For object detection using the trained model, the user can specify the trained weights and folder containing the test images for detection through the Inference tab of GUI or the inference function of CUI. For GUI usage, the inference results are automatically saved as images with bounding boxes or contour lines around the detected objects and a JSON file of the inference results in COCO format. For CUI usage, the user can specify whether the inference results should be saved as annotated images or an annotation file.

2.3 Salient object detection

The module for salient object detection in JustDeepIt is based on U²-Net (Qin et al., 2020) and written using the PyTorch library. The GUI and the training and detection functions processing are similar to those used for object detection.

JustDeepIt requires training images with annotations (either COCO format annotations or mask images) for model training. Although the U²-Net implementation for JustDeepIt requires images of 288 × 288 pixels as the canonical input, images of various sizes are captured for applications in plant science. Thus, JustDeepIt provides two approaches for training on images of various sizes: resizing and random cropping (Figure 2A). Resizing changes the image resolution to 288 × 288 pixels for training in U²-Net. This approach is suitable for images containing a few large target objects. In contrast, random cropping randomly selects small areas of p × p pixels at random angles from the original images, where p can be specified according to the complexity of the intended images and tasks. The images of p × p pixels are then resized to 288 × 288 pixels for training. This approach is suitable for images containing many small target objects and details.

FIGURE 2

Figure 2 (A) Training approaches of resizing and random cropping are implemented in JustDeepIt. (B) Inference approaches of resizing and sliding (corresponding to training using resizing and random cropping, respectively) are implemented in JustDeepIt.

JustDeepIt implements resizing and sliding for salient object detection (Figure 2B). Resizing changes the scale of the input images to 288× 288 pixels for detection and then restores the detection result to the input size. Sliding first crops square areas of p × p pixels from the top left to the bottom right of the image step-by-step, where p can be specified by the user. It then resizes the areas to 288 × 288 pixels to perform salient object detection in each area. Finally, it merges the processed areas into a single image. In addition to salient object detection, summarization functions (e.g., counting the number of objects in the image, quantifying colors, measuring the area of each object) are available in JustDeepIt.

3 Results

We prepared four case studies as practical examples of JustDeepIt and reported the results in this section. Detailed procedures for these case studies can be found in the JustDeepIt documentation.

3.1 Wheat head detection

We show an example of JustDeepIt performing object detection for the wheat head, a prevalent task in plant science. The global wheat head detection (GWHD) dataset, containing 4700 images of 1024 × 1024 pixels for wheat head detection evaluation (David et al., 2020), was used in this case study. We randomly selected 80% of the images in the GWHD dataset for training and used the remaining 20% for validation. We constructed Faster R-CNN, YOLOv3, SSD, and RetinaNet with MMDetection backend and Faster R-CNN and RetinaNet with Detectron2 backend for training and validation with the GWHD dataset. To initialize each architecture, we retrieved the pretraining weights from the GitHub repositories of MMDetection and Detectron2.

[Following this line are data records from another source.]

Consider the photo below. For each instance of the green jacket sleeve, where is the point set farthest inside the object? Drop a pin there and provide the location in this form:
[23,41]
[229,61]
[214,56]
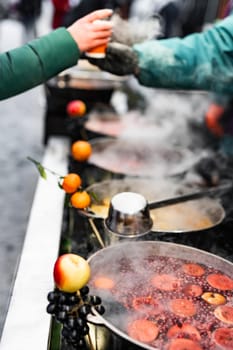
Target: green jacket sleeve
[32,64]
[202,61]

The training was performed for 100 epochs with a batch size of eight and an initial learning rate of 0.0001. Validation was performed using the trained architectures against the validation images, and the mean average precision (mAP) was calculated from the validation results. Training and validation were independently repeated five times to mitigate the influence of randomness. These processes were executed on an Ubuntu 18.04 system equipped with an NVIDIA Tesla V100 SXM2 graphics processor, an Intel Xeon Gold 6254 processor, and 64 GB of memory.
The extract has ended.